Are you happy with your job? Will your current income be enough to support you and your children? If your job makes you unhappy or anxious about your financial future, now may be the time to look for something new.
Suggested reading: How Does Divorce Financial Planning Work?
FAQ about jobs and work during divorce
What if I get fired or laid off during my divorce?
First, try to stay positive and upbeat, even when things are tough. Find ways to do this, such as journaling, exercising, joining a support group, participating in therapy, or even just listening to some uplifting music. Positive energy and motivation can help carry you through this difficult time.
Second, carve out some time to ponder your next steps. Depending on your situation, it might be a good idea to meet with a career counselor, unemployment lawyer, or life coach to get some guidance.
Should I tell my boss I’m getting a divorce?
This is a personal decision.

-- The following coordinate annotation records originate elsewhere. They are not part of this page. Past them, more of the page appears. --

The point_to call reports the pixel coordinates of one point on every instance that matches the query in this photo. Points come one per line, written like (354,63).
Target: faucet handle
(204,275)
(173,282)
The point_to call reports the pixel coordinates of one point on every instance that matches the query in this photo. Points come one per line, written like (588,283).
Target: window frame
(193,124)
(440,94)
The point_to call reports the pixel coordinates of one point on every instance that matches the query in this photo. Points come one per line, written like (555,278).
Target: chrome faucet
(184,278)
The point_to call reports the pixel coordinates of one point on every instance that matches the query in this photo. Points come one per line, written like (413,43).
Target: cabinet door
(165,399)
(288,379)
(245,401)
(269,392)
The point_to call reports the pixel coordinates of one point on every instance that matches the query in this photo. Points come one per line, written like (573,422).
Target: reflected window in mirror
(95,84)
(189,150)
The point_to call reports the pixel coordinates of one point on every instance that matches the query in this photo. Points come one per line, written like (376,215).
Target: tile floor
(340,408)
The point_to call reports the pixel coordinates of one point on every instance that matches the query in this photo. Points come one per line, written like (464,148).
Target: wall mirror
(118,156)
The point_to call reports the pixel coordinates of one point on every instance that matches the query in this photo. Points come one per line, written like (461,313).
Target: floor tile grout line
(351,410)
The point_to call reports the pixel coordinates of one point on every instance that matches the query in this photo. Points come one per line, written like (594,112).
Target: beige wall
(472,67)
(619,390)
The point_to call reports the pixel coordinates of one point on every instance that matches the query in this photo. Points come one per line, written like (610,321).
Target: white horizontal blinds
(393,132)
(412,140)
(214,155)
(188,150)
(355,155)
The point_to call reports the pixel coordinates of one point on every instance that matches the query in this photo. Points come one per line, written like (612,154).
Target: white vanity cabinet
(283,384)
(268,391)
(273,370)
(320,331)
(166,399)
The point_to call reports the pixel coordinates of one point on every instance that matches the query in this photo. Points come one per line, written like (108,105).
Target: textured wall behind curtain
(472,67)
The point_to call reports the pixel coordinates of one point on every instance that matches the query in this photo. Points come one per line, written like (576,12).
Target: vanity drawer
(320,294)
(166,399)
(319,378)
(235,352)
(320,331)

Some people feel the need to disclose this information to maintain trust and transparency in the workplace. Others worry that their boss would think less of them or see them as unstable. Ultimately, it’s up to you to judge what’s best for you and your career.
If you choose to tell your boss, be prepared for potential reactions. Your boss may be supportive and understanding, or they may be less sympathetic. If you decide not to tell your boss, take steps to protect yourself. First, make sure you have a solid support system at home and at work. Second, keep your personal life separate from your professional life as much as possible. Third, if the situation becomes too difficult to handle, consider talking to your boss about finding a more flexible work arrangement.

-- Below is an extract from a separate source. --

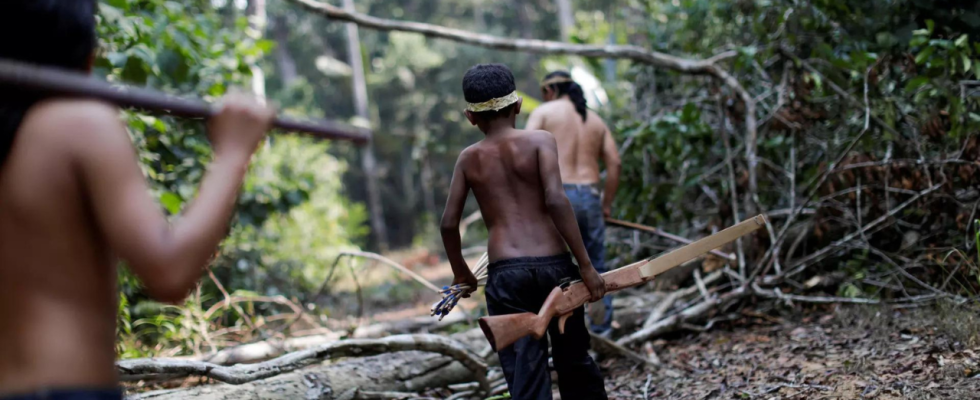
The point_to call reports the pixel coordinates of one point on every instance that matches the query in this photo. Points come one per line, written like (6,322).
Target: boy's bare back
(57,283)
(72,199)
(506,175)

I was a homemaker. How can I get a job with no work experience after divorce?
Although you may not have any recent office experience, it’s likely that you would still bring skills to the table that employers would value.
- Focus on your strengths and experiences. Update your resume with these items, and highlight them in your job applications and interviews.
- Network with friends and family members who may be able to help you find a job.
What if my ex-spouse quits or loses their job during or immediately after our divorce?
Here are a few things to keep in mind:
- You are not responsible for your spouse's job status. You are only responsible for your own actions.
- Don't panic. Take care of yourself emotionally and physically.
- If appropriate, communicate with your spouse, and show support. Losing a job is a grueling experience.
- If you were relying on them for financial support, explore your options for employment or accessing other sources of income.